Dick was evacuated sick to Tarsau. Once mobile, he moved around the wards to find 2/4th mates, and in particular the ulcer ward. The ulcer wards were the worst.   They were overflowing with men and filled with the stench of rotting flesh. They were easily identifiable some distance away.   The Japanese never entered these wards.

There was insufficient medical staff to efficiently look after all the ’D’ Force sick blokes who had been moved to Tarsau Hospital Camp.  There were no medicines or medical equipment.

Tarsau was known as a ‘death camp’ – once you were there it was very difficult to leave. Sick POWs volunteered for work parties just to get away.

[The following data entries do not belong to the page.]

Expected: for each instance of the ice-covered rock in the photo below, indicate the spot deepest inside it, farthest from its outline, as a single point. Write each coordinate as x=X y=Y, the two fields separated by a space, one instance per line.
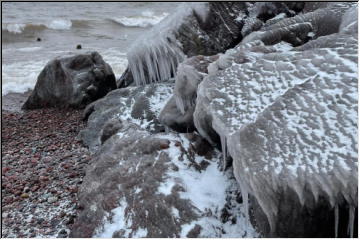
x=140 y=105
x=159 y=185
x=72 y=81
x=178 y=112
x=289 y=121
x=194 y=29
x=299 y=29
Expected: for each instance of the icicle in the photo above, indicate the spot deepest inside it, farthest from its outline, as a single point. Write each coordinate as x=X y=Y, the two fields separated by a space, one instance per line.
x=351 y=221
x=224 y=151
x=179 y=104
x=336 y=220
x=245 y=197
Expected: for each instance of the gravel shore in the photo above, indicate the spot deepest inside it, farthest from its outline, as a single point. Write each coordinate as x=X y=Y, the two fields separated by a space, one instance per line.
x=43 y=164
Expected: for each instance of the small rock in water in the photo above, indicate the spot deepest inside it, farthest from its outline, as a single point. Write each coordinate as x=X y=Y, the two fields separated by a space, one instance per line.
x=52 y=199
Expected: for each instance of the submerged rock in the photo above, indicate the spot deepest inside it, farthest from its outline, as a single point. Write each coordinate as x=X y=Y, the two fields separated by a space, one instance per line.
x=287 y=117
x=73 y=81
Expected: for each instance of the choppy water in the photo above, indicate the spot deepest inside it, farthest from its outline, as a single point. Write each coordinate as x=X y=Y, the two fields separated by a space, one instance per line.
x=108 y=28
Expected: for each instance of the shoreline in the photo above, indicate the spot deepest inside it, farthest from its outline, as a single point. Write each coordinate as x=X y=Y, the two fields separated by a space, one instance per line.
x=12 y=102
x=43 y=164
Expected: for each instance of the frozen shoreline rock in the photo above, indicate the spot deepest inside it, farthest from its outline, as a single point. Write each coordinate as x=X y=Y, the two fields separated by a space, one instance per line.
x=178 y=111
x=142 y=185
x=194 y=29
x=288 y=120
x=72 y=81
x=140 y=105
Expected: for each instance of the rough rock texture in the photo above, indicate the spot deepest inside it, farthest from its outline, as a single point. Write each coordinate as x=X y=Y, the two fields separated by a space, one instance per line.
x=178 y=112
x=72 y=81
x=288 y=118
x=159 y=185
x=195 y=29
x=296 y=30
x=140 y=105
x=42 y=166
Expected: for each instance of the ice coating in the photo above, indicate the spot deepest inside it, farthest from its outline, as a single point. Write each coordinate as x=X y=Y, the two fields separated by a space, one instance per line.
x=155 y=57
x=289 y=120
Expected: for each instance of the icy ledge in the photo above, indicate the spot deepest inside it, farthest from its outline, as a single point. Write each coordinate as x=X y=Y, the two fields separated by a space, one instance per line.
x=160 y=185
x=289 y=121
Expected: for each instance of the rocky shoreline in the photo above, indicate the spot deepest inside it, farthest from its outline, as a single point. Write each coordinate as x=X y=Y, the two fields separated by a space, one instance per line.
x=42 y=167
x=249 y=132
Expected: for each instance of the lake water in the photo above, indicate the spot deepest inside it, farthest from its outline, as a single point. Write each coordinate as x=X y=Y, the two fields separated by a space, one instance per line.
x=108 y=27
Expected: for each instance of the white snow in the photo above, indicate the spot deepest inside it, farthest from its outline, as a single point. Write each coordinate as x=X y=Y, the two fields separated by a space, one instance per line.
x=146 y=19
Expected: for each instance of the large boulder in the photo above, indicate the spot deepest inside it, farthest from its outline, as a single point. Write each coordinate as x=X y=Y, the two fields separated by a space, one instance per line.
x=178 y=111
x=158 y=185
x=195 y=29
x=140 y=105
x=72 y=81
x=288 y=118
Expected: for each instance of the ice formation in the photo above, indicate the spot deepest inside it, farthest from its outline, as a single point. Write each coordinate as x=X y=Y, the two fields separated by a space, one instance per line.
x=289 y=119
x=140 y=105
x=155 y=57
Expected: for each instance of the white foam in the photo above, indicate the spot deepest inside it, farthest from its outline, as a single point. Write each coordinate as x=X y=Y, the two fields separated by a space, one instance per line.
x=20 y=77
x=59 y=24
x=116 y=59
x=14 y=27
x=147 y=19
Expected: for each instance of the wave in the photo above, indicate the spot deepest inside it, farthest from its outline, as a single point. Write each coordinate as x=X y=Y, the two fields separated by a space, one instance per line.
x=18 y=28
x=147 y=19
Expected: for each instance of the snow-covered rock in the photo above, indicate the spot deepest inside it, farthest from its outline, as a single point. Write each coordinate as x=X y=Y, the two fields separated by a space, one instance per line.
x=178 y=111
x=72 y=81
x=288 y=118
x=194 y=29
x=159 y=185
x=140 y=105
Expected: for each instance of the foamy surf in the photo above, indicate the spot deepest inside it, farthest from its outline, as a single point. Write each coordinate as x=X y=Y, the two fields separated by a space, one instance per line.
x=21 y=77
x=147 y=19
x=57 y=24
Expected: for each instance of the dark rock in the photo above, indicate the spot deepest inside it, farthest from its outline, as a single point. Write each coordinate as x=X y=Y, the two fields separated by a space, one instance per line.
x=178 y=112
x=195 y=232
x=110 y=128
x=114 y=182
x=73 y=81
x=133 y=104
x=277 y=131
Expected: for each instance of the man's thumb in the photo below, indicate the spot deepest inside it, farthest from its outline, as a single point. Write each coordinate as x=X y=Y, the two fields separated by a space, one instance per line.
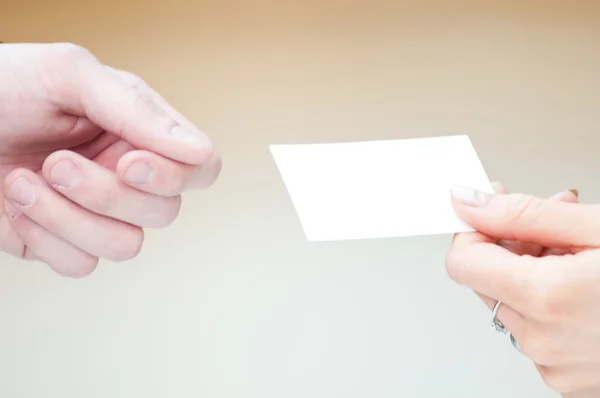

The patients, who were able, assisted in washing men less mobile. Dick was one of these.  He relayed the following information to Cheryl Mellor.

Dick who was widely recognised as being a man who would also step up to help others,  would bathe the men as they lay on the bamboo slatted ‘beds’. Patients included Les Kemp WX8543 and a few 2/4th gunners. There was one POW who had lost interest in his own hygiene, not that unusual but was rather unbearable for those nearby.   On another occasion Dick carried Peter Moate WX13562 outside and placed him closer to water to wash him. Later with improvement, Moate was evacuated with his tropical ulcer to Nacompaton a Base Camp Hospital with better facilities.

Dick assisted around the hospital as much as he was able.   He helped hold down men while orderlies using a silver spoon would scrape away the maggoty pus from their wounds. Following this appalling procedure Dick would take torn strips of blankets now sterilized, from nearby boiling water in 44-gallon drums kept so by open fires. These were placed hot over the cleaned wound, (one imagines the patient was barely conscious following his ulcer being scraped – perhaps the pain from the boiling hot blankets strips was not noticeable).   This was the only treatment available at Tarsau.

Moate survived to return home to Australia, as did Kemp.